İddianamedeki suçlamaların temelini çalışma koşullarının düzeltilmesi talebiyle yapılan eylemin “yasa dışı” olarak nitelenmesi oluşturuyor. Eylem yasa dışı olunca ona çağrı yapmak, katılmak, duyurmak hepsi suç olarak rahatlıkla tanımlanabiliyor. İşçilerin taleplerini dile getirmesi suç sayılınca kabahatin büyüğü de onlara öncülük eden sendikaların yöneticilerinde oluyor.

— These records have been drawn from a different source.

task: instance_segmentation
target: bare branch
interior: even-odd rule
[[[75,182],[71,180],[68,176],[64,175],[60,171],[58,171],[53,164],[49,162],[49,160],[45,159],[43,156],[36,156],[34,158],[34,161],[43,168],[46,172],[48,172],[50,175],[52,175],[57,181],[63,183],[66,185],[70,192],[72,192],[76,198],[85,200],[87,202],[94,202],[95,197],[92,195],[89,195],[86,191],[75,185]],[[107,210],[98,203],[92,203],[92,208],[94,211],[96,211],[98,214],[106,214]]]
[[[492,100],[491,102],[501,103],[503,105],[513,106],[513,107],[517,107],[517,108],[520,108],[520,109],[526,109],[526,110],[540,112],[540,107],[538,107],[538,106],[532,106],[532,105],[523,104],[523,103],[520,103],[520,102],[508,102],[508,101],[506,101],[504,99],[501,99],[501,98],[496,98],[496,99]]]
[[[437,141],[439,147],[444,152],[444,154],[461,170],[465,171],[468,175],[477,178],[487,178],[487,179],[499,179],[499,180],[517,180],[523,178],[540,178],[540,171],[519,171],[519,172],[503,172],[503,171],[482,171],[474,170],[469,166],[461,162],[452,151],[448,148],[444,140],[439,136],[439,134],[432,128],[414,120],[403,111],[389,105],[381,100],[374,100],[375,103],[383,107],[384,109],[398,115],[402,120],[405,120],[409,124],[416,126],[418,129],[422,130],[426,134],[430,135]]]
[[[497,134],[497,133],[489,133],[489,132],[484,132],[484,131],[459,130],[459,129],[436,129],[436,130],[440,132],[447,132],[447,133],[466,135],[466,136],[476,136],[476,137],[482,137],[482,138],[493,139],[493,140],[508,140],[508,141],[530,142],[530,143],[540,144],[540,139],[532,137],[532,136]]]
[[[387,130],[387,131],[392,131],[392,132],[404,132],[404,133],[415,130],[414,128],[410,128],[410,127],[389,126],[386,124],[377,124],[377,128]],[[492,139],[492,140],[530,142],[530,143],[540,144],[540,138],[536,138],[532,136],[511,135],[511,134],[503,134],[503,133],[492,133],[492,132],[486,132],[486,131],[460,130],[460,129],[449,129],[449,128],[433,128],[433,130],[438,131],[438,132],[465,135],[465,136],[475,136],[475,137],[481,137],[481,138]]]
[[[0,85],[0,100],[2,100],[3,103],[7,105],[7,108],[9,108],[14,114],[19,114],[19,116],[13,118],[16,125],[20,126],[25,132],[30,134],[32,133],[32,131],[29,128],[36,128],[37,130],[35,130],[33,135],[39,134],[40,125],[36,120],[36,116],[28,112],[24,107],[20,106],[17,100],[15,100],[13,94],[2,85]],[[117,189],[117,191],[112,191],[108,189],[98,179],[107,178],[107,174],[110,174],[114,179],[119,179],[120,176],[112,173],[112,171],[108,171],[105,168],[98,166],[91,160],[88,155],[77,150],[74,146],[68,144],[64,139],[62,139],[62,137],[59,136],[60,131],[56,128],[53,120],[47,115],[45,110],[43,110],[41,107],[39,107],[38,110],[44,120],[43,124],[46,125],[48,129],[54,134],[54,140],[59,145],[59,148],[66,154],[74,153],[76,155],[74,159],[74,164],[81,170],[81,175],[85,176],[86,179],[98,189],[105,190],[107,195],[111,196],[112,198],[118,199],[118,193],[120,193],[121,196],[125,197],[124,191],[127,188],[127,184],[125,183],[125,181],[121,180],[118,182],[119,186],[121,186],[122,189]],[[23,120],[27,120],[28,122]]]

Sendikal mücadelenin konusu olan sorun ve mücadele yöntemlerinin suç sayılmasıyla DİSK Dev Yapı İş Başkanı Özgür Karabulut ve İnşaat İş sendikası yöneticisi arkadaşlarımız sendika yöneticisi olmanın gereğini yaptıkları için suçlu oluveriyorlar. Sendikal mücadele bulaşıcı bir suç. Nerede ne zaman zuhur edeceği pek bilinmiyor. Örneğin geçen hafta İzmir’de yeniden sahneye çıktı. TARİŞ’te sendikal örgütlenmede de emeği geçen DİSK Gıda İş üyesi 7 işçi türlü bahaneyle işten atılınca buna itiraz eden 64 işçi ve DİSK’li polis tarafından darp edilerek gözaltına alındı.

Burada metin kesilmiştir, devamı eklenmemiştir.